Così è sbarcata anche a Cagliari la rappresentazione dello spettacolo teatrale interpretato da Tiziana Di Masi “Tutto quello che sto per dirvi è falso”, scritto da Andrea Guolo, un esempio di teatro civile che affronta il tema della contraffazione in tutte le sue sfaccettature.

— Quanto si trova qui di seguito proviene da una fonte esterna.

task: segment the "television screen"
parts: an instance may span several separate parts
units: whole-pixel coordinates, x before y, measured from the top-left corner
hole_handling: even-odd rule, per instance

“Una causa delle contraffazioni è l'inferiore gettito fiscale e la mancanza di servizi, ma soprattutto i riflessi colpiscono i cittadini con meno posti lavoro – ha osservato il presidente di Confcommercio Sud Sardegna, Alberto Bertolotti - La contraffazione si inserisce nel sistema ricchezza-povertà e cresce il fenomeno dell'illegalità. Anche se è raddoppiato il numero dei sequestri, il contrasto e la repressione sono solo palliativi. E' invece necessario lavorare a livello pedagogico per educare i consumatori”. Secondo Anna Lapini, componente della giunta di Confcommercio per la legalità, “la contraffazione ha sottratto 27 miliardi euro con oltre 260 mila posti di lavoro messi a rischio. E' necessario che i cittadini abbiano coscenza del problema come lo deve avere la pubblica annunistrazione”. Al termine della rappresentazionesono stati gli stessi ragazzi dei Licei Siotto e Artistico ad interloquire, sulla base delle sollecitazioni emerse, con i rappresentanti delle forze dell’ordine e delle istituzioni presenti all’evento.